Patrick Braouezec, député (PCF) de Seine-Saint-Denis, s'alarme des coups à répétitions portés par l'Elysée à la liberté d'expression.
Suppression des moyens financiers pour qu'une télévision publique de qualité existe, refonte de l'audiovisuel extérieur, concentration des médias, réforme des droits d'auteur, états généraux de la presse lancés du haut du perron de l'Elysée, multiplication des procédures d'outrage engagées par le pouvoir en place, libertés publiques bafouées.... On ne compte plus les atteintes portées à la liberté d'expression qui consciemment ou inconsciemment, volontairement ou involontairement, de son propre chef ou pour répondre à des pressions politiques ou économiques, voire les deux en même temps, est mise à mal.
S'il est un domaine que le président de la République pressurise tant qu'il peut, c'est celui de l'indépendance des esprits. De cette indépendance qui garantie l'accès à une information de qualité, éveille les citoyens, les rend conscients des problèmes qui les entourent.
Or, aujourd'hui, le cadre de travail quotidien des journalistes est régulé par les contraintes économiques et les pressions financières. Contraires économiques parce que les moyens humains, sous la pression du développement de nouveaux moyens de communication (internet, téléphonie mobile...) et des moyens matériels qui se développent, sont en baisse constante. Pressions financières parce que les grands moyens de communications actuels appartiennent aux plus grands groupes financiers (Dassault, Lagardère...).
L'ensemble est sans appel et dresse le portrait d'un corps de métier sous influence alors qu'il est appelé, dans ses fondements, à critiquer, disséquer, partager, recouper les informations en prenant le temps. C'est pour ce faire que nombre d'entre eux ont choisi cette voix. Le grand allié du journaliste est le temps.
L'autre grand allié est son indispensable besoin d'indépendance des pouvoirs politiques et financiers. La rentabilité, contrairement à ce que M. Sarkozy ne cesse de marteler, ne doit en aucun cas dicter la conduite des journalistes.

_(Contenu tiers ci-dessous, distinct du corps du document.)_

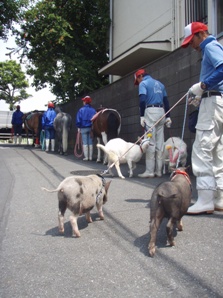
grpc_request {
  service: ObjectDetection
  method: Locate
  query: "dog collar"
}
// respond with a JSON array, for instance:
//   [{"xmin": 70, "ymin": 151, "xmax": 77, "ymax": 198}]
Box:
[
  {"xmin": 170, "ymin": 170, "xmax": 191, "ymax": 185},
  {"xmin": 96, "ymin": 174, "xmax": 106, "ymax": 203}
]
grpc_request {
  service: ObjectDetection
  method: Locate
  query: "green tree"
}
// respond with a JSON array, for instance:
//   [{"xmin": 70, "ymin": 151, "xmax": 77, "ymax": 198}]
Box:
[
  {"xmin": 12, "ymin": 0, "xmax": 110, "ymax": 102},
  {"xmin": 0, "ymin": 0, "xmax": 29, "ymax": 39},
  {"xmin": 0, "ymin": 60, "xmax": 32, "ymax": 111}
]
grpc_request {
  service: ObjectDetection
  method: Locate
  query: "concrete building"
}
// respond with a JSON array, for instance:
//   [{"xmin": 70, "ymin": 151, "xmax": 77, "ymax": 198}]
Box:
[
  {"xmin": 99, "ymin": 0, "xmax": 223, "ymax": 82},
  {"xmin": 63, "ymin": 0, "xmax": 223, "ymax": 164}
]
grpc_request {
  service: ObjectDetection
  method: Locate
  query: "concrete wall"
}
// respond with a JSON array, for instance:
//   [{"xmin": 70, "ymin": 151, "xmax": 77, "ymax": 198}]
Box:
[
  {"xmin": 112, "ymin": 0, "xmax": 185, "ymax": 58},
  {"xmin": 62, "ymin": 48, "xmax": 201, "ymax": 163}
]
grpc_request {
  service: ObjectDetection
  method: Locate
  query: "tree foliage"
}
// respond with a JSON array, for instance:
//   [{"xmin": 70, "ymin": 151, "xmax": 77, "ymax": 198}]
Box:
[
  {"xmin": 0, "ymin": 0, "xmax": 28, "ymax": 39},
  {"xmin": 13, "ymin": 0, "xmax": 110, "ymax": 101},
  {"xmin": 0, "ymin": 60, "xmax": 31, "ymax": 111}
]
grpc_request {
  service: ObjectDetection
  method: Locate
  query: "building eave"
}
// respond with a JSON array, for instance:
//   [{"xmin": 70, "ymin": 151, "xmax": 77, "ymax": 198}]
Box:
[{"xmin": 98, "ymin": 41, "xmax": 171, "ymax": 76}]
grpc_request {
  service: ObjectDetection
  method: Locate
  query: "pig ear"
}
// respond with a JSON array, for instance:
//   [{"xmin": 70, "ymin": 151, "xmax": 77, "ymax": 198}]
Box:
[
  {"xmin": 105, "ymin": 180, "xmax": 112, "ymax": 193},
  {"xmin": 185, "ymin": 165, "xmax": 190, "ymax": 171}
]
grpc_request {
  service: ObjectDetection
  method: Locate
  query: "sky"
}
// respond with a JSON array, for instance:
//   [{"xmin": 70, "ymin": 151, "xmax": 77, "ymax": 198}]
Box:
[{"xmin": 0, "ymin": 37, "xmax": 56, "ymax": 112}]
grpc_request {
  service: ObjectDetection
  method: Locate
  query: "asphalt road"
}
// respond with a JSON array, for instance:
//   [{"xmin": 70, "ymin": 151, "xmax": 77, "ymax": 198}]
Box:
[{"xmin": 0, "ymin": 144, "xmax": 223, "ymax": 298}]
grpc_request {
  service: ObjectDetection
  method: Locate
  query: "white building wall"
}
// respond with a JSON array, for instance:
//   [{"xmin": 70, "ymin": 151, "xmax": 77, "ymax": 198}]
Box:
[{"xmin": 113, "ymin": 0, "xmax": 184, "ymax": 58}]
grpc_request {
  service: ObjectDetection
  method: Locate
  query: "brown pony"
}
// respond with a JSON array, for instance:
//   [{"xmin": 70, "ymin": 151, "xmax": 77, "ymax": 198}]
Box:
[
  {"xmin": 91, "ymin": 108, "xmax": 121, "ymax": 163},
  {"xmin": 23, "ymin": 111, "xmax": 43, "ymax": 146}
]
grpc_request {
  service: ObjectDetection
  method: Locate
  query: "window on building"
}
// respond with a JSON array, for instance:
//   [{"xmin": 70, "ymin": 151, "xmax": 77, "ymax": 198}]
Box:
[{"xmin": 185, "ymin": 0, "xmax": 207, "ymax": 25}]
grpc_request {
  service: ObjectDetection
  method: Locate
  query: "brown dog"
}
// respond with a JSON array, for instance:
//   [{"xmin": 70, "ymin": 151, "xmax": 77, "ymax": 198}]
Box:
[
  {"xmin": 148, "ymin": 167, "xmax": 192, "ymax": 257},
  {"xmin": 42, "ymin": 175, "xmax": 111, "ymax": 237}
]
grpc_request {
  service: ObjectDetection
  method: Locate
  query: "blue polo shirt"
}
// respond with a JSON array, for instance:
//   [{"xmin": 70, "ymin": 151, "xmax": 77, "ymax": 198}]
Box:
[{"xmin": 200, "ymin": 35, "xmax": 223, "ymax": 92}]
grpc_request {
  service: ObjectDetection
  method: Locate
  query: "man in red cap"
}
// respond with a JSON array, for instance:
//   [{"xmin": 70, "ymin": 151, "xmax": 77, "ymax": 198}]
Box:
[
  {"xmin": 42, "ymin": 101, "xmax": 57, "ymax": 152},
  {"xmin": 182, "ymin": 22, "xmax": 223, "ymax": 214},
  {"xmin": 134, "ymin": 69, "xmax": 172, "ymax": 178},
  {"xmin": 11, "ymin": 105, "xmax": 23, "ymax": 145}
]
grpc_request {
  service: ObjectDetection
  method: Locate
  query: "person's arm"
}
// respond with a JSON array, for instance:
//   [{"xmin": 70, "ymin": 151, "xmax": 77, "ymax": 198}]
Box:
[
  {"xmin": 202, "ymin": 64, "xmax": 223, "ymax": 90},
  {"xmin": 139, "ymin": 94, "xmax": 146, "ymax": 117},
  {"xmin": 163, "ymin": 96, "xmax": 170, "ymax": 118}
]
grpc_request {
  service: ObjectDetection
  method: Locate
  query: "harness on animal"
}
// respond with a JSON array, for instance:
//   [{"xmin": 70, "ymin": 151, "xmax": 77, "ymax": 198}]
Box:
[
  {"xmin": 24, "ymin": 113, "xmax": 33, "ymax": 131},
  {"xmin": 170, "ymin": 169, "xmax": 192, "ymax": 190},
  {"xmin": 96, "ymin": 174, "xmax": 106, "ymax": 203},
  {"xmin": 101, "ymin": 92, "xmax": 188, "ymax": 175}
]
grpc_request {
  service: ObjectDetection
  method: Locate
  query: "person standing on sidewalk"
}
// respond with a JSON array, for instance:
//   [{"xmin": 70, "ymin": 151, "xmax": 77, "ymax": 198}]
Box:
[
  {"xmin": 134, "ymin": 69, "xmax": 172, "ymax": 178},
  {"xmin": 76, "ymin": 96, "xmax": 96, "ymax": 160},
  {"xmin": 11, "ymin": 105, "xmax": 23, "ymax": 145},
  {"xmin": 42, "ymin": 102, "xmax": 57, "ymax": 152},
  {"xmin": 181, "ymin": 22, "xmax": 223, "ymax": 214}
]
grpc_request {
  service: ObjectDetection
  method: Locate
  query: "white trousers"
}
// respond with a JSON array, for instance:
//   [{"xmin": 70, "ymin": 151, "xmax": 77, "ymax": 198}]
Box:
[
  {"xmin": 192, "ymin": 96, "xmax": 223, "ymax": 190},
  {"xmin": 144, "ymin": 107, "xmax": 166, "ymax": 159}
]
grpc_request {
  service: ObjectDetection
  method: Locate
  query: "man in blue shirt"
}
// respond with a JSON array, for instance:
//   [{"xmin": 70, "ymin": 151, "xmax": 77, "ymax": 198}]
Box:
[
  {"xmin": 76, "ymin": 96, "xmax": 96, "ymax": 160},
  {"xmin": 12, "ymin": 105, "xmax": 23, "ymax": 145},
  {"xmin": 42, "ymin": 102, "xmax": 57, "ymax": 152},
  {"xmin": 134, "ymin": 69, "xmax": 172, "ymax": 178},
  {"xmin": 182, "ymin": 22, "xmax": 223, "ymax": 214}
]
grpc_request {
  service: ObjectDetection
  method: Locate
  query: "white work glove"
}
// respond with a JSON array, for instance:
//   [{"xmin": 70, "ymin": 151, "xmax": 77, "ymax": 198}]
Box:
[
  {"xmin": 140, "ymin": 116, "xmax": 146, "ymax": 127},
  {"xmin": 165, "ymin": 117, "xmax": 172, "ymax": 128},
  {"xmin": 188, "ymin": 82, "xmax": 204, "ymax": 107}
]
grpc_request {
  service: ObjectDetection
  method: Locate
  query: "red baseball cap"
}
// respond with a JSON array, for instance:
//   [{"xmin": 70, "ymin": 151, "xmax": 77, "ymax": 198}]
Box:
[
  {"xmin": 181, "ymin": 22, "xmax": 208, "ymax": 48},
  {"xmin": 82, "ymin": 95, "xmax": 92, "ymax": 104},
  {"xmin": 134, "ymin": 69, "xmax": 146, "ymax": 85}
]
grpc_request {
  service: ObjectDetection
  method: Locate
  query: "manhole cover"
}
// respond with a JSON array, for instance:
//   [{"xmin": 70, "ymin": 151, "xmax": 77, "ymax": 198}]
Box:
[
  {"xmin": 70, "ymin": 170, "xmax": 110, "ymax": 176},
  {"xmin": 70, "ymin": 170, "xmax": 101, "ymax": 176}
]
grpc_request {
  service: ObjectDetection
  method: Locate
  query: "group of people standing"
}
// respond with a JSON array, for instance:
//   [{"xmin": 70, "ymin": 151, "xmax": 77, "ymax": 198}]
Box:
[
  {"xmin": 135, "ymin": 22, "xmax": 223, "ymax": 214},
  {"xmin": 11, "ymin": 102, "xmax": 57, "ymax": 152},
  {"xmin": 12, "ymin": 22, "xmax": 223, "ymax": 214}
]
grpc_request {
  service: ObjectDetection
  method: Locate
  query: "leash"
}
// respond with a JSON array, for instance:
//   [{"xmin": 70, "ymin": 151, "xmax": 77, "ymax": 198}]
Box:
[
  {"xmin": 74, "ymin": 131, "xmax": 83, "ymax": 157},
  {"xmin": 101, "ymin": 92, "xmax": 188, "ymax": 175}
]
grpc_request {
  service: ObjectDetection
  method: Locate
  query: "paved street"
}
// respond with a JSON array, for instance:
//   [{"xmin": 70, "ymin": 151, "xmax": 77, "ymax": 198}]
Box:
[{"xmin": 0, "ymin": 144, "xmax": 223, "ymax": 298}]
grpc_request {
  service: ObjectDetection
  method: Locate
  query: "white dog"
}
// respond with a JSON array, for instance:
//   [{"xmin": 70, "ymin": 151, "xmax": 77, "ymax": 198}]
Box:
[
  {"xmin": 97, "ymin": 138, "xmax": 149, "ymax": 179},
  {"xmin": 163, "ymin": 137, "xmax": 187, "ymax": 174}
]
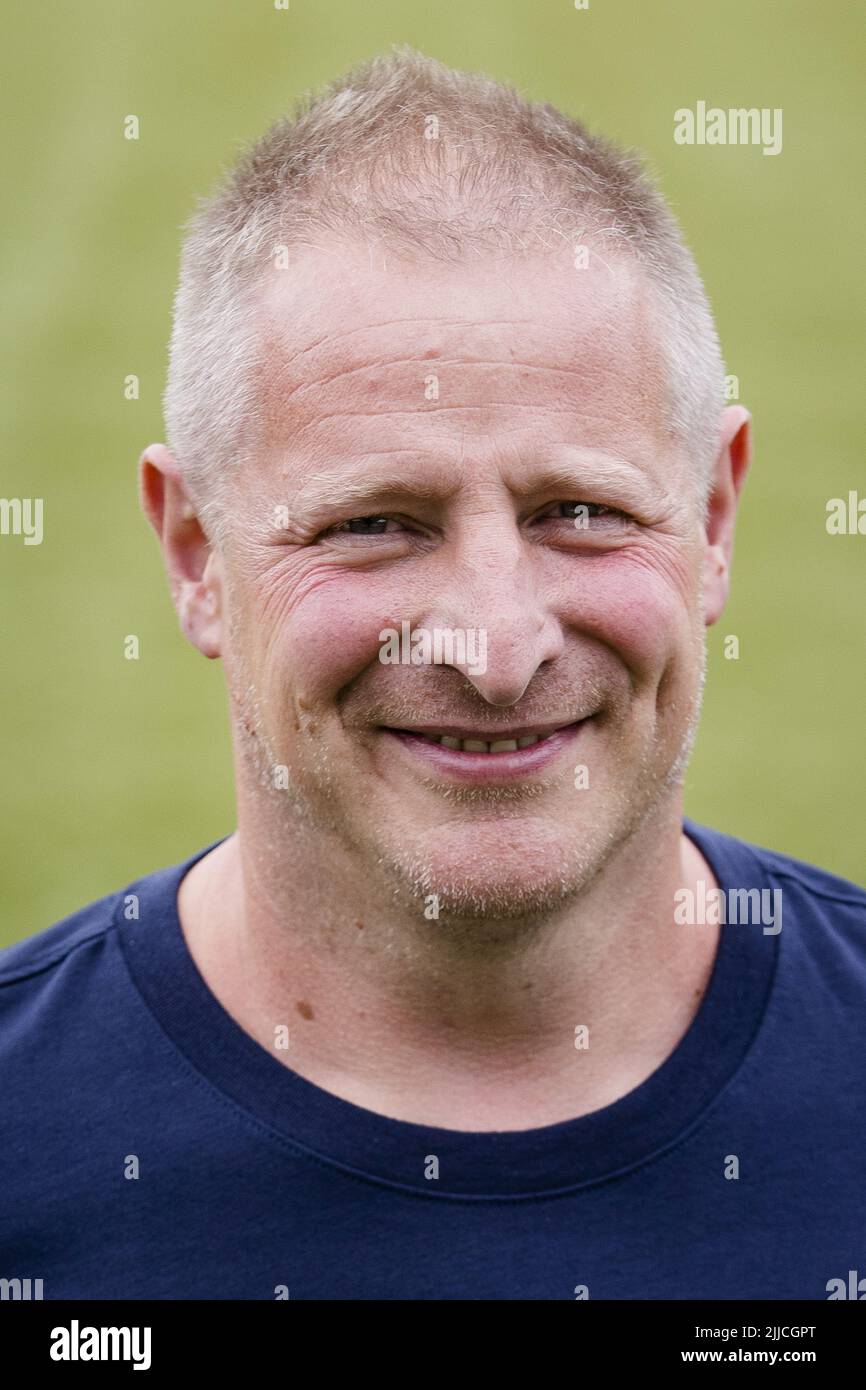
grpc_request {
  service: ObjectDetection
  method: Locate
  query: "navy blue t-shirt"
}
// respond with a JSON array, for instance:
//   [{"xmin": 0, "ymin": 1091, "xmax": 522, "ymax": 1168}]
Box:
[{"xmin": 0, "ymin": 821, "xmax": 866, "ymax": 1300}]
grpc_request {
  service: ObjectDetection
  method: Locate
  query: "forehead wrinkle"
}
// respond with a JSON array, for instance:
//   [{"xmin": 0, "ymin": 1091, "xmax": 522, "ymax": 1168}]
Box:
[{"xmin": 284, "ymin": 446, "xmax": 664, "ymax": 512}]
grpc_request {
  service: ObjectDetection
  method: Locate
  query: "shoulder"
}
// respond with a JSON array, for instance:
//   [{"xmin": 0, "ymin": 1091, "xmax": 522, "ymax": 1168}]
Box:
[
  {"xmin": 0, "ymin": 890, "xmax": 124, "ymax": 1001},
  {"xmin": 685, "ymin": 820, "xmax": 866, "ymax": 919}
]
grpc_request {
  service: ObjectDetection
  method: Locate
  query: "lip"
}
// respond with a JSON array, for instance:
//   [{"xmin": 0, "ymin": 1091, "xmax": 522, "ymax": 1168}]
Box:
[{"xmin": 381, "ymin": 716, "xmax": 592, "ymax": 785}]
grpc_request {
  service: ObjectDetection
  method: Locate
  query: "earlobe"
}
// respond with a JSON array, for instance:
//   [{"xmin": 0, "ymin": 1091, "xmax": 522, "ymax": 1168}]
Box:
[
  {"xmin": 139, "ymin": 443, "xmax": 222, "ymax": 659},
  {"xmin": 703, "ymin": 406, "xmax": 752, "ymax": 627}
]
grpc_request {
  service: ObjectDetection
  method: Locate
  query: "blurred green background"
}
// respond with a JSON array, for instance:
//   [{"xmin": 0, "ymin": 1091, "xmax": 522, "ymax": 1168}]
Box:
[{"xmin": 0, "ymin": 0, "xmax": 866, "ymax": 942}]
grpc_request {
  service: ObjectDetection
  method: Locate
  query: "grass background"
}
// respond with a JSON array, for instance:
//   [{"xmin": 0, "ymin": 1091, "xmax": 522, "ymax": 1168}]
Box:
[{"xmin": 0, "ymin": 0, "xmax": 866, "ymax": 944}]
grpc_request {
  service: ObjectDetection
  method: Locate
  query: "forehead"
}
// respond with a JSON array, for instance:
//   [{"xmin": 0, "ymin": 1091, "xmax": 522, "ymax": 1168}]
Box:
[{"xmin": 256, "ymin": 245, "xmax": 670, "ymax": 457}]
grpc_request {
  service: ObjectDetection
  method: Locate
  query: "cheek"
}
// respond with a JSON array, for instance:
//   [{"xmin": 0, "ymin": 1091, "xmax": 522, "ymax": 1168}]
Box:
[
  {"xmin": 254, "ymin": 575, "xmax": 405, "ymax": 705},
  {"xmin": 564, "ymin": 555, "xmax": 694, "ymax": 677}
]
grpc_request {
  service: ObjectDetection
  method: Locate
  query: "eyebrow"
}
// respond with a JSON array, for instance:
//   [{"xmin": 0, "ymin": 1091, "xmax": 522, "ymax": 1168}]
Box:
[{"xmin": 287, "ymin": 446, "xmax": 664, "ymax": 518}]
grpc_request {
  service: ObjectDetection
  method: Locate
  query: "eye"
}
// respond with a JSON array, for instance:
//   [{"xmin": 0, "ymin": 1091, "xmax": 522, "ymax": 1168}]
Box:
[
  {"xmin": 534, "ymin": 502, "xmax": 631, "ymax": 531},
  {"xmin": 324, "ymin": 516, "xmax": 399, "ymax": 537}
]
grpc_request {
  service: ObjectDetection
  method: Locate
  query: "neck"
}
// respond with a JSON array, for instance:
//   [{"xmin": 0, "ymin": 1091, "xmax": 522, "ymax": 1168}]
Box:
[{"xmin": 178, "ymin": 796, "xmax": 719, "ymax": 1130}]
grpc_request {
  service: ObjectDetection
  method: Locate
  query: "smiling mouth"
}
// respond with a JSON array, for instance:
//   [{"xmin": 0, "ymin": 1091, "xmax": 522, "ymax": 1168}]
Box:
[{"xmin": 386, "ymin": 720, "xmax": 582, "ymax": 758}]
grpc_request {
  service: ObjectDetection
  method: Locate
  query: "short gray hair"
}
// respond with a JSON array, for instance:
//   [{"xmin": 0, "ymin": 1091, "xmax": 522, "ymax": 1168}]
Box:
[{"xmin": 164, "ymin": 46, "xmax": 724, "ymax": 539}]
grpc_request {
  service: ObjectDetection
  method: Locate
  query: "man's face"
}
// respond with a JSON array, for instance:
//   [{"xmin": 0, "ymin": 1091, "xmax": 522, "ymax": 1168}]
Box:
[{"xmin": 216, "ymin": 246, "xmax": 703, "ymax": 916}]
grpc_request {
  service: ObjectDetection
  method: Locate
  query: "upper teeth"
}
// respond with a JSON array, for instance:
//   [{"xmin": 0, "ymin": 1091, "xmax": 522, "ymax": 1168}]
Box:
[{"xmin": 421, "ymin": 730, "xmax": 553, "ymax": 753}]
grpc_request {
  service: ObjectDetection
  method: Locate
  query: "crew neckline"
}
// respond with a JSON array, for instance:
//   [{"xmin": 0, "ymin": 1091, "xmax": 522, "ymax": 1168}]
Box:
[{"xmin": 114, "ymin": 819, "xmax": 780, "ymax": 1200}]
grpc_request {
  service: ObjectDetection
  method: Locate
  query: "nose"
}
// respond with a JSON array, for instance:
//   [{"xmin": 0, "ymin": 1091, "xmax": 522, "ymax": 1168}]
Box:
[{"xmin": 414, "ymin": 517, "xmax": 563, "ymax": 708}]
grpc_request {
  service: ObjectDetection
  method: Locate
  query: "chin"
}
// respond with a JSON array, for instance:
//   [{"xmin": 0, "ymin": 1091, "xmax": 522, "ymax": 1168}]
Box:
[{"xmin": 379, "ymin": 816, "xmax": 605, "ymax": 922}]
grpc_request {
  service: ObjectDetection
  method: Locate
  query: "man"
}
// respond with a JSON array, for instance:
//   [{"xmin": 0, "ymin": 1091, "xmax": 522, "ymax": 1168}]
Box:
[{"xmin": 0, "ymin": 50, "xmax": 866, "ymax": 1300}]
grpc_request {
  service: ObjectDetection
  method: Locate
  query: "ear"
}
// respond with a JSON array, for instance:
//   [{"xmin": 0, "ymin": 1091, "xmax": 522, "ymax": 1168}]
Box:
[
  {"xmin": 139, "ymin": 443, "xmax": 222, "ymax": 657},
  {"xmin": 703, "ymin": 406, "xmax": 752, "ymax": 627}
]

Ne nous leurrons pas, la réforme de l'audiovisuel public n'a qu'une visée : sous couvert d'une amélioration en terme de contenu — qu'on attend avec impatiente mais dont on doute fortement — il s'agit tout simplement de déstabiliser le service public audiovisuel pour mieux le voir disparaître, mieux voir disparaître ce dernier rempart pour les investisseurs privés de faire enfin entendre ce qu'ils veulent. Sans contradiction aucune. Nulle part.
La pseudo-leçon de journalisme donnée il y a quelques semaines par le président de la République est inacceptable, car elle nie un principe fondamental dans notre démocratie : l'indépendance des médias, de ce salutaire quatrième pouvoir. Nous avions, sans succès, lors du débat sur les institutions, tenté de faire passer des amendements dans ce sens afin de constitutionnaliser ce fait simple : les médias doivent être libres de tout assujettissement politique !
Mais la liberté d'expression ne s'arrête aux capacités des journalistes de mener à bien leurs enquêtes, d'écrire normalement leurs articles, de monter sereinement leurs reportages, leurs documentaires. Elle est aussi victime d'une véritable intimidation, pour ne pas dire censure, dans le milieu culturel et artistique, sur Internet....
Que dire du ministère de l'intérieur qui pourvoit, une deuxième fois, en cassation La Rumeur, groupe de rap que la Cour d'appel de Versailles a pourtant relaxé au terme d'une longue procédure. Pourtant ces propos sont emprunts d'une véracité effective, corroborés par des historiens et même des gardiens de la paix qui sont venus témoigner au procès, rappelle l'avocat de Humé, le chanteur poursuivi par le ministère de l'intérieur depuis bientôt 6 ans. Le réquisitoire du président de la Cour d'appel de Versailles est pourtant très explicite et n'appelle pas de recours. Qu'à cela ne tienne, l'Etat revient à la charge une troisième fois.
Que dire de ces documents postés sur internet qui disparaissent trop vite parce que dérangeant politiquement....
Que dire encore de ces sifflets, pourtant reflet d'une réalité, qu'on voudrait taire plutôt que d'en saisir le sens.
Que dire enfin de la situation de Denis Robert, victime, depuis 2001, d'une énorme pression judiciaire, médiatique et politique, et qui après une énième condamnation, a pris la « décision douloureuse, mais réfléchie » de ne plus évoquer l'affaire Clearstream. « Je jette l'éponge », écrit-il tout en refusant un deal malhonnête. Autre victoire de la censure...
Les exemples sont nombreux. Ils alimentent quotidiennement les petites colonnes de nos journaux, circulent sur internet, sur les messageries.
Cette insidieuse censure n'a pas sa place dans notre démocratie. Nous ne pouvons laisser plus longtemps nos consciences s'endormir.